Further, circularly reading the Excel file, including:
newly building a Python file;
acquiring all file names under the Excel file storage path;
reading the Excel file in a circulating file name mode, or reading the Excel file containing the set keywords in a keyword setting mode;
further, reading the content of a table by using a Python tool according to the Excel file storage path and the file name of the Excel file, wherein the reading comprises the following steps: and reading the table content according to the Excel file storage path and the file name of the Excel file by using a table reading function in the Python file.
Further, when the Excel file is processed, table text head-up keywords are matched, and the line number of the table text head-up is obtained; deleting the contents of which the table text heads up and do not accord with the set conditions; setting header parameters through a table reading function in the Python file to acquire data of a table again; when the table reading function in the Python file is used for reading the table content, setting the field type of the table content, and setting the numerical value type of each column of tables; selecting data by adopting a field content screening mode; and when the table field is missing, replacing the field of the numerical value type by using a set value, and filling in the field by using a line filling mode.

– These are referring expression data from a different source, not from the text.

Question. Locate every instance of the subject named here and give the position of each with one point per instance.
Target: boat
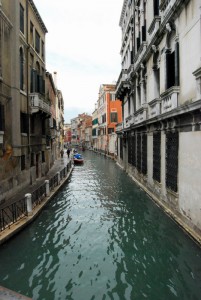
(78, 159)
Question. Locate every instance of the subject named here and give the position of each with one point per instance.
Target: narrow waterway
(102, 238)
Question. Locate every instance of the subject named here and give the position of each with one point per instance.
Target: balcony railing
(140, 54)
(169, 99)
(38, 104)
(129, 121)
(119, 127)
(154, 108)
(154, 27)
(141, 114)
(167, 6)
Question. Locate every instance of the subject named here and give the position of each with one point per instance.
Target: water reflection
(102, 238)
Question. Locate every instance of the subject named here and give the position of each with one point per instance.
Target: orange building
(109, 114)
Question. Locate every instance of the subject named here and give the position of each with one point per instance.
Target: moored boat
(78, 159)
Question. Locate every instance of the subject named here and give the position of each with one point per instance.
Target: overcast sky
(83, 46)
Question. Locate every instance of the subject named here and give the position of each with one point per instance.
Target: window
(157, 156)
(156, 7)
(43, 127)
(22, 162)
(32, 124)
(24, 123)
(2, 118)
(170, 69)
(104, 118)
(95, 121)
(43, 50)
(172, 148)
(110, 130)
(94, 132)
(21, 18)
(31, 33)
(37, 42)
(43, 156)
(32, 159)
(21, 70)
(113, 117)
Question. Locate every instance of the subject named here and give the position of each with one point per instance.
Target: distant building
(74, 131)
(67, 134)
(105, 118)
(24, 109)
(31, 106)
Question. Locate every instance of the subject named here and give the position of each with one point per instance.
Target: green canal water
(102, 238)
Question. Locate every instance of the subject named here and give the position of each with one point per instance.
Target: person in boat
(78, 156)
(62, 153)
(68, 152)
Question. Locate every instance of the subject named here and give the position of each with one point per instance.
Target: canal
(102, 238)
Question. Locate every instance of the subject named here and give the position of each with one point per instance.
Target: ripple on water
(102, 238)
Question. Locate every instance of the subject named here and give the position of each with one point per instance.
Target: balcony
(169, 99)
(169, 8)
(166, 6)
(39, 104)
(154, 27)
(141, 114)
(140, 53)
(154, 108)
(129, 121)
(122, 85)
(119, 127)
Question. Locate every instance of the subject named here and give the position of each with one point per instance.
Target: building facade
(26, 98)
(105, 118)
(160, 89)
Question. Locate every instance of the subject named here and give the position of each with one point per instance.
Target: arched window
(172, 59)
(156, 71)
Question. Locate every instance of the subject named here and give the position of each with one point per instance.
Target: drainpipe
(27, 52)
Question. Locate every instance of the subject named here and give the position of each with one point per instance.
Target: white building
(160, 89)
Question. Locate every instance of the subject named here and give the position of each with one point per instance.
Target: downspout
(27, 52)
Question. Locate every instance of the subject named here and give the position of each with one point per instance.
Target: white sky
(83, 46)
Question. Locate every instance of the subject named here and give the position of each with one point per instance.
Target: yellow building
(24, 110)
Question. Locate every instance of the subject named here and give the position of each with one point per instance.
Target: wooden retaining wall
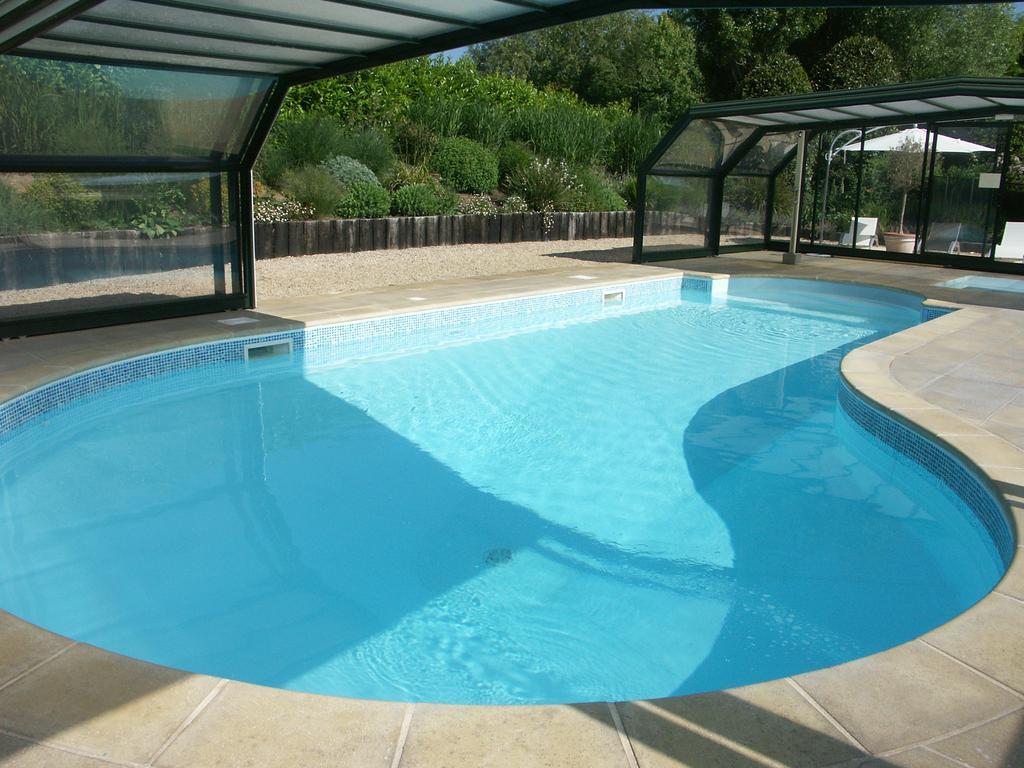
(347, 236)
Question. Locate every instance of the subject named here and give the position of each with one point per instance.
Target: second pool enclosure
(919, 171)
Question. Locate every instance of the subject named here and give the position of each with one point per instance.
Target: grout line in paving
(36, 666)
(624, 737)
(200, 708)
(70, 750)
(947, 757)
(827, 715)
(407, 724)
(973, 669)
(949, 734)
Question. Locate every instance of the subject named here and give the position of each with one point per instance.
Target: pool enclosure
(920, 172)
(129, 129)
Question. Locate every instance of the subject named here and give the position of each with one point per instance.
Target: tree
(779, 75)
(647, 61)
(903, 172)
(857, 61)
(730, 43)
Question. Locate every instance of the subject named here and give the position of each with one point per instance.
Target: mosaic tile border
(365, 338)
(908, 445)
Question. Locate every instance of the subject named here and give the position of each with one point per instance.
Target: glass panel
(965, 188)
(67, 109)
(83, 242)
(835, 190)
(743, 206)
(767, 154)
(704, 145)
(676, 216)
(890, 192)
(87, 32)
(782, 202)
(190, 20)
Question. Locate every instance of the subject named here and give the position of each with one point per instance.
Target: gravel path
(324, 273)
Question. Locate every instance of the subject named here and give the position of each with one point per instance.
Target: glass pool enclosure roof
(729, 176)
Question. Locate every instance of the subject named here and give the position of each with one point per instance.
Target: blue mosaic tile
(931, 312)
(909, 446)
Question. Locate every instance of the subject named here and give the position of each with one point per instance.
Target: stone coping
(951, 697)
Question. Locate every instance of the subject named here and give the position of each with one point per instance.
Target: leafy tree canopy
(649, 62)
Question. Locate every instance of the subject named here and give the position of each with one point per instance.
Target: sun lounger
(867, 232)
(1012, 246)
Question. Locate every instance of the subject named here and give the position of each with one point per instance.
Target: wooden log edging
(349, 236)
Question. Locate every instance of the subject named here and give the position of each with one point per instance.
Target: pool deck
(951, 697)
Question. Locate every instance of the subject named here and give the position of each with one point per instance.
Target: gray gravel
(324, 273)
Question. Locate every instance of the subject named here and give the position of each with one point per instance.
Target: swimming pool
(644, 498)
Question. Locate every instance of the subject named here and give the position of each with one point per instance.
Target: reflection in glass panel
(70, 109)
(80, 242)
(836, 174)
(890, 195)
(963, 206)
(783, 200)
(768, 154)
(676, 213)
(743, 209)
(704, 145)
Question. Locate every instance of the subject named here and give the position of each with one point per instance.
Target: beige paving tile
(989, 638)
(104, 705)
(579, 736)
(1013, 582)
(267, 727)
(17, 753)
(904, 695)
(740, 727)
(920, 757)
(23, 645)
(995, 744)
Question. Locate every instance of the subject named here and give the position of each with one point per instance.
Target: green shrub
(348, 170)
(306, 140)
(65, 203)
(546, 185)
(565, 132)
(515, 204)
(365, 201)
(372, 147)
(478, 204)
(512, 158)
(485, 123)
(407, 174)
(633, 138)
(595, 193)
(778, 75)
(423, 200)
(440, 115)
(465, 165)
(313, 187)
(18, 216)
(415, 142)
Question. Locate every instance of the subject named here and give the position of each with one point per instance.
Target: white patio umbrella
(908, 136)
(913, 139)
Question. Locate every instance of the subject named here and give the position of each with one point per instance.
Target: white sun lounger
(1012, 246)
(867, 232)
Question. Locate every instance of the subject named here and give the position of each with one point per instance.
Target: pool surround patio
(951, 697)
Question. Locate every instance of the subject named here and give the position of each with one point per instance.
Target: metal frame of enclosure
(726, 179)
(112, 108)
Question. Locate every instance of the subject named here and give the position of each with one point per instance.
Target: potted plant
(903, 174)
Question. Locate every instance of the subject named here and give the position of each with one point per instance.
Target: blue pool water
(642, 505)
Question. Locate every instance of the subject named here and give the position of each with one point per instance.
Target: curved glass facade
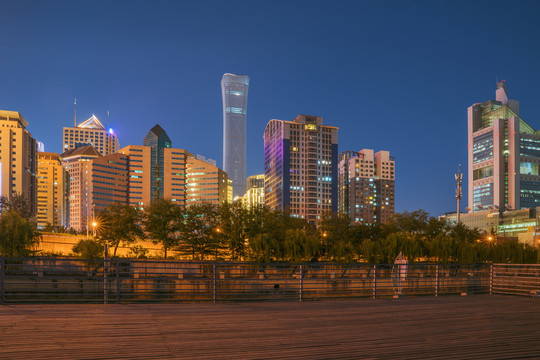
(234, 90)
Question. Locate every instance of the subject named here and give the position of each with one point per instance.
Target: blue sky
(392, 75)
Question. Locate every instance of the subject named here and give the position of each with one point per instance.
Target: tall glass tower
(157, 139)
(234, 90)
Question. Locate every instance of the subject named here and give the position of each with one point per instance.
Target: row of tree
(234, 232)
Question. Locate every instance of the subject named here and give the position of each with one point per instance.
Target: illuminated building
(52, 192)
(366, 185)
(300, 167)
(503, 156)
(95, 182)
(18, 158)
(91, 132)
(139, 174)
(158, 140)
(234, 91)
(156, 170)
(207, 184)
(255, 193)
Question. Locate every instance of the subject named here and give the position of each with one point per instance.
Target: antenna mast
(459, 195)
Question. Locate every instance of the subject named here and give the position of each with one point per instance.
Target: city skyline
(358, 66)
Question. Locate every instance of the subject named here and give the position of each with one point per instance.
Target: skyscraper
(234, 90)
(366, 186)
(300, 167)
(18, 158)
(52, 193)
(91, 132)
(158, 140)
(95, 182)
(503, 156)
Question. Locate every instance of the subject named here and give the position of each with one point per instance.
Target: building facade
(207, 184)
(300, 167)
(234, 91)
(157, 140)
(91, 132)
(366, 184)
(503, 156)
(52, 192)
(18, 158)
(139, 174)
(255, 191)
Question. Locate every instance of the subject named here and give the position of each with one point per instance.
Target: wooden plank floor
(450, 327)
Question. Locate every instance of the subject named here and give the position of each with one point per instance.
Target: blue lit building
(300, 167)
(234, 89)
(503, 156)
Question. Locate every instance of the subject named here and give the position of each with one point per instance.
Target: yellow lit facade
(91, 132)
(207, 183)
(52, 191)
(18, 157)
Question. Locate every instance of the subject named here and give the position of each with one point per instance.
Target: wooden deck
(451, 327)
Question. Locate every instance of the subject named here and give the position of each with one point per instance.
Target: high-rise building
(207, 184)
(300, 162)
(234, 91)
(366, 185)
(18, 158)
(52, 192)
(158, 140)
(255, 193)
(503, 156)
(175, 175)
(91, 132)
(95, 182)
(139, 177)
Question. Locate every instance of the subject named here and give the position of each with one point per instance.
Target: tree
(198, 231)
(119, 223)
(17, 203)
(17, 234)
(161, 221)
(88, 249)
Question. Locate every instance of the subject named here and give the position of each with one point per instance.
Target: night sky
(392, 75)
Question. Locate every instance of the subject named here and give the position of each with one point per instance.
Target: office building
(91, 132)
(207, 184)
(255, 191)
(95, 182)
(52, 192)
(158, 140)
(300, 162)
(234, 91)
(139, 174)
(366, 186)
(503, 156)
(18, 158)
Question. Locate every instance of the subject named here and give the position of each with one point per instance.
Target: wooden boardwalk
(450, 327)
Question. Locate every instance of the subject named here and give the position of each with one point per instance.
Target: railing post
(437, 281)
(2, 276)
(374, 281)
(491, 279)
(215, 283)
(301, 282)
(117, 281)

Further, the table content is loaded into the database in a mode of linking the data warehouse by Python, and the table content after processing is loaded into the database in a mode of linking the data warehouse by Python or written into the Excel file by a write-in function in the Python file.
Drawings
Fig. 1 is a flowchart of a method for processing Excel based on Python according to embodiment 1 of the present invention;
fig. 2 is a schematic diagram of a Python-based Excel processing apparatus according to embodiment 2 of the present invention;
fig. 3 is a schematic diagram of an electronic device according to embodiment 3 of the present invention.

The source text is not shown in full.